The 80-year-old Italian artist Fabrizio Plessi moved to Venice 60 years ago. As a dreamer, the city welcomed his aspirations, and he began creating video art that pushed powerful considerations for time and space. He explored the material that surrounded him—water. Plessi has become synonymous with the element, staking his space in the art world with video installations that question ideas about history, landscape, and time.
Holistic experiences, exhibitions, and installations like Roma, “Under Water,” and “Vertical Seas,” mix the technological and the historical, merged the primordial and the mystical, and bridged the physical and the spiritual. Nearly 20 years ago for the Venice Biennale in 2001, he presented “Waterfire” on the front of Museo Correr in the Piazza San Marco. Today, in the very same space, he’s presenting “L’Età dell’Oro” for a triumphant return.
Presented by Dior, Plessi’s latest public installation—meaning “The Golden Age”—is on view in the famous square through November 1. As an emotional homage to his life in Venice, a series of video installations featuring gold water gives a nostalgic nod to the beauty that surrounds him. Projected high above the square, the gold streams also speak to the mosaics found within the Basilica, and there’s a cryptic message hidden between its runnels, too—“Pax Tibi.” In Venice, the Latin scripture is famous for appearing on the winged lion statue that guards St. Mark’s Cathedral. Set to a soundtrack composed by Michael Nyman, the installation serves as a reflective remembrance to the city that he loves, and to the materials that make it shine.
Whitewall spoke with Plessi about this monumental installation and how Venice is a state of mind.
WHITEWALL: This is such a beautiful return to the same space you presented “Waterfire” almost 20 years ago. Can you tell us a bit “The Golden Age” and why it’s special?
FABRIZIO PLESSI: Well, I decided to make the installation at exactly the same place, with the same instruments, to trust my vitality with art and my way of expression.
WW: Why did you want to include gold?
FP: Starting from this very obscure, dark moment, I think that gold is a light that can illuminate, and give us a way to satisfy our conscience. I decided to make this installation with gold because it related to the Basilica of San Marco, and the mosaics that are there. It’s a sort of melting mosaic.
The windows overlook the Basilica of San Marco. By looking through the windows, I looked at the mosaics inside the Basilica. So, I wanted to melt the mosaics into the Basilica.
WW: Why was Pax Tibi a text you wanted to include in this work?
FP: On the bible’s script of San Marco, “Pax Tibi Marce” (“Peace to You, Mark”) is the original inscription.

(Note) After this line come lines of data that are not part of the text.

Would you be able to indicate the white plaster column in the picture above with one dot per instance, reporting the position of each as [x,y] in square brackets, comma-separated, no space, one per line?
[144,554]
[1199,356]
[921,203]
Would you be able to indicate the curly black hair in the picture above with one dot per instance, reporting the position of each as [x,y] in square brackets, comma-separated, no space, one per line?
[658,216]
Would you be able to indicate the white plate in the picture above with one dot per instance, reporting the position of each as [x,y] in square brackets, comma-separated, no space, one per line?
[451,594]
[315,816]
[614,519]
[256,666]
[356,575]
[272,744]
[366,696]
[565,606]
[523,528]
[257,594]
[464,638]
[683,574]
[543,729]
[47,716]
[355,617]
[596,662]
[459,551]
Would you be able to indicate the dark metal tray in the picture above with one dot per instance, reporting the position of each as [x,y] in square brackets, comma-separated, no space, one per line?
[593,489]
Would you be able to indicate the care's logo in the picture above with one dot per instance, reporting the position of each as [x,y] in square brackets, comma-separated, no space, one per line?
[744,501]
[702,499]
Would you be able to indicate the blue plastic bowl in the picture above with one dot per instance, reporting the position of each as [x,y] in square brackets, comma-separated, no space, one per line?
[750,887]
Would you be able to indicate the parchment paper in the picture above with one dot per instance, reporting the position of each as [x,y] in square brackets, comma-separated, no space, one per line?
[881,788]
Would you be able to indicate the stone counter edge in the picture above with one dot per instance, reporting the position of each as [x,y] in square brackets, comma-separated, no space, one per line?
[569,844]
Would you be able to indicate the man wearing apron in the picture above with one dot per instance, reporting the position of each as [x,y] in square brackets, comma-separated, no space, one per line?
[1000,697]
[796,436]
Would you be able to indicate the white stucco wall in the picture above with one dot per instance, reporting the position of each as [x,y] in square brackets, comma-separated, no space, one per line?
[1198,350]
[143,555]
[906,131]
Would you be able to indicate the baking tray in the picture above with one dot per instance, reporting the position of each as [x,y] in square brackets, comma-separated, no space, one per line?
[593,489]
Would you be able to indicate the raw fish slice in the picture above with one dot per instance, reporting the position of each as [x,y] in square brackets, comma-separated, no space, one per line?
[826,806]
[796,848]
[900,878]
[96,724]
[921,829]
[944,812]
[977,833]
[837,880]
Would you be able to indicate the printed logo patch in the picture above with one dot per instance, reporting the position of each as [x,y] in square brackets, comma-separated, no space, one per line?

With this, I intended to give an evangelical meaning to the message. The fact that the gold is very physical, the light of Pax Tibi is very spiritual. It’s also a proposal of peace, light, and serenity.
WW: Over the years, you’ve been regarded for your work using the material of water. Why was this something you originally started exploring? Is it based on your surroundings?
FP: I chose water because I live in a city that is flooded by water. It being Venice—the case of liquid and fluidity—and it being society in this moment—fluid, too—Venice is the perfect representation of this state of mind. It’s a sort of magician that makes water into gold. The poetry of gold in Dior, and the poetry of gold in Venice, has been an inviting meeting.
WW: You’re also known for your use of technology in video art over the years. How have the advancements in technology over the recent years changed your practice?
FP: It’s not the fact that technology has changed a lot, it’s the fact that we have—to dominate technology and its change. We must use technology, and not vice-versa.
WW: What is the environment in your studio like?
FP: In the morning, I leave my palazzo and go to the studio on Giudecca—an island that you can’t reach by walking. It’s sort of a monastery, where I’m isolated from the rest of the world. I stay there all day. It’s a creative place where my ideas are born. And then at night, I take the Caronte back home. My studio is my mental place.
WW: Venice has suffered in many ways over time, but recently even more so with continued flooding and the impact of the Coronavirus. This installation reminds the public that beauty has always and will always be there. What kind of beauty does the city hold for you? How has it grown to be so special to you over the years?
FP: I wasn’t born in Venice. I intended to pay homage to La Serenissima because 60 years ago, it welcomed me. I was very young, a dreaming boy. And in a way, Venice accomplished my dreaming. I wanted to give back what I received.
Living in Venice is a privilege. For me, Venice is the most beautiful city in the world. Venice speaks not just to a physical place, but to a state of mind, too.
With Venice being a city of water, it also allowed me to develop my ideas and theories about water—because water is the first element of the city.
WW: Your work bridges the past and the future. Where do you see the future of art being?
FP: Yes, I’m bridging, but the future doesn’t exist if you don’t look over the past. And in this way, the future and the past are the same.
Later this year in prologue to a major retrospective, “L’Età dell’Oro” will continue its presentation at Galleria Internazionale d’Arte Moderna di Ca’ Pesaro.